And so Waboso chose to study civil engineering at university, after which he secured his first job with Gloucestershire County Council overseeing road design and construction. But he still wasn’t sure that he wanted to be an engineer – and a spur-of-the-moment decision saw him divert temporarily to another profession. “I saw a newspaper advert saying ‘If you have an engineering degree, why don’t you come and teach maths in London?’ So I thought ‘Why not?’ I literally got off the Tube, went straight to the Inner London Education Authority and the next day I was teaching at a school in Stoke Newington – in one of the poorest boroughs in the country.”

It was a baptism of fire. Many of the kids came from tough backgrounds and discipline at the school was poor. But despite being a young man with no teaching experience, Waboso wasn’t fazed. “The kids were a challenge – and then some!” he says. “But I was a very strict disciplinarian. I didn’t take any nonsense from them. It was a tough school – there were lots of bad things happening – but most of them were good kids who were desperate to be given a chance. I loved teaching there.”

He was shocked, however, at the toll that the stress of the job had taken on other teachers. He realised that it was not going to be a career for life, and began looking for ways of getting back into engineering. 
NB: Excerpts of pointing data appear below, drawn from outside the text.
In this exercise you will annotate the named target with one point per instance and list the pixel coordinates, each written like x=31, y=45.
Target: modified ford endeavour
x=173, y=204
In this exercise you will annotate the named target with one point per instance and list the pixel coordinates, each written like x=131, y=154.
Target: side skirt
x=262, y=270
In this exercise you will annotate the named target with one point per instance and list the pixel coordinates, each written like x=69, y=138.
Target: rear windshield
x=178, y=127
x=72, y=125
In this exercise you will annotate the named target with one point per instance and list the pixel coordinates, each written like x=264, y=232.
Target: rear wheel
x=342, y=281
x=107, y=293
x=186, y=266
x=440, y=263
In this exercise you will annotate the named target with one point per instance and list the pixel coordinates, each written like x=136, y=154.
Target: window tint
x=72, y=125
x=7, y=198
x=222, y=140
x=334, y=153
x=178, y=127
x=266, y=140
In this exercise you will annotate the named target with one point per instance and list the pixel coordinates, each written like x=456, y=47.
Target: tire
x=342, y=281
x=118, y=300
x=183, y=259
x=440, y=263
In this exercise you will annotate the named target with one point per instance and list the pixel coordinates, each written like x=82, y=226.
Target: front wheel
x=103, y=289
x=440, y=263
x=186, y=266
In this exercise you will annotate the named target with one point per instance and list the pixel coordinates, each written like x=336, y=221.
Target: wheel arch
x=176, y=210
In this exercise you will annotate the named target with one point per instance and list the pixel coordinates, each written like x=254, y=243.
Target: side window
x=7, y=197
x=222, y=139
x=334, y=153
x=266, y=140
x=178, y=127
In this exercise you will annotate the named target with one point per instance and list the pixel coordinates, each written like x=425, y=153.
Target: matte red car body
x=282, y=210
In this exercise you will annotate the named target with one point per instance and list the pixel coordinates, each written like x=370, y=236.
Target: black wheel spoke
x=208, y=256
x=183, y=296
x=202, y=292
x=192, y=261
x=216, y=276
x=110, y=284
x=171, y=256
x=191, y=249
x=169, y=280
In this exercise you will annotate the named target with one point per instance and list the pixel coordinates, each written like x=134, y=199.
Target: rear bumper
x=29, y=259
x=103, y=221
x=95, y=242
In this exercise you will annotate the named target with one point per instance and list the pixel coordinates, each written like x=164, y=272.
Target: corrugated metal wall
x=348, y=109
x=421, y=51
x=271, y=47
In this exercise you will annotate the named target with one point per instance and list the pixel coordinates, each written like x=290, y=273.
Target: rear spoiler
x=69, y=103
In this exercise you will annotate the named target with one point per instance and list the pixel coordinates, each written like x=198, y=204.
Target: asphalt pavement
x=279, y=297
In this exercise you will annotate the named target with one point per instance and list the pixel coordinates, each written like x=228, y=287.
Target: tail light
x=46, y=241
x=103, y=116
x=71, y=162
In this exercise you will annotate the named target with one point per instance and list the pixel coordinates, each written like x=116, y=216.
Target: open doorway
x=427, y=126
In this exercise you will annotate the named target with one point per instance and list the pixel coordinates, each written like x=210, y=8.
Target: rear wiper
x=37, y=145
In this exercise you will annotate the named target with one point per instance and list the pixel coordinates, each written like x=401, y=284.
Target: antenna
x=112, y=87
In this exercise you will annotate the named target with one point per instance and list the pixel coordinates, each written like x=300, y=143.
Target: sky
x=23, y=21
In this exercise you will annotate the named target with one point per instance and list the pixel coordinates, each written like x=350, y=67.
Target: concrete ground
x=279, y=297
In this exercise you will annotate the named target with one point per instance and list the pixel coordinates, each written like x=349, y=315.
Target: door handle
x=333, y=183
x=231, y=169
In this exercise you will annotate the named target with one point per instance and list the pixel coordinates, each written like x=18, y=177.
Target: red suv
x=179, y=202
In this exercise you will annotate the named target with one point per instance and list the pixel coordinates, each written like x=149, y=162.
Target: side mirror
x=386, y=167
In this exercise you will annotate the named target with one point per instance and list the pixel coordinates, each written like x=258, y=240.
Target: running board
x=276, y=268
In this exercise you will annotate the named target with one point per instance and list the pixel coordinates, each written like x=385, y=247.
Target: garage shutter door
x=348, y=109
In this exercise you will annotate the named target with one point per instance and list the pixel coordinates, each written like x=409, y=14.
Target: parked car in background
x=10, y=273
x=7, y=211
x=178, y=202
But he never regretted his teaching experience: it stood him in good stead for what was to follow. “Teaching gave me many skills that could be applied to other professions. It gave me confidence, it gave me the experience of walking into a hostile environment and winning over a crowd, and it gave me the ability to get on with very many different types of people,” he says.

It was consultancy Ove Arup that gave Waboso his route back into engineering, on a project overseeing the construction of a stretch of road linking the M25 to the A12 in Essex. The people management skills that he had learned in the classroom were soon put to the test. He was overseeing a construction project worth £30 million which included a couple of hundred men, hundreds of tonnes of plant and equipment, and health and safety considerations. “It was a lot of responsibility at a young age. Some of the contractors were tough guys – and that meant dealing with conflict and aggression. Being a young engineer in construction is one of the toughest ways to learn the ropes.”

After a couple of years with Ove Arup, Waboso joined Pell Frischmann, another firm of consulting engineers. This gave him the chance to spread his wings and work abroad – and he found himself taking up a role in Kaduna in Nigeria. There was a host of World Bank-funded engineering projects in the region and Waboso was given the opportunity to work on railway and road construction and a water supply scheme. 

He recalls this period of his life with real fondness: “Kaduna was a lovely place – an old colonial region with a good mix of local people and expats. It was a great time – there’s a lot of polo played in Nigeria and there was a good social life centred around that. I was also captain of the local rugby team. I thoroughly enjoyed my time there but after about three years I thought I’d better get back to the UK.”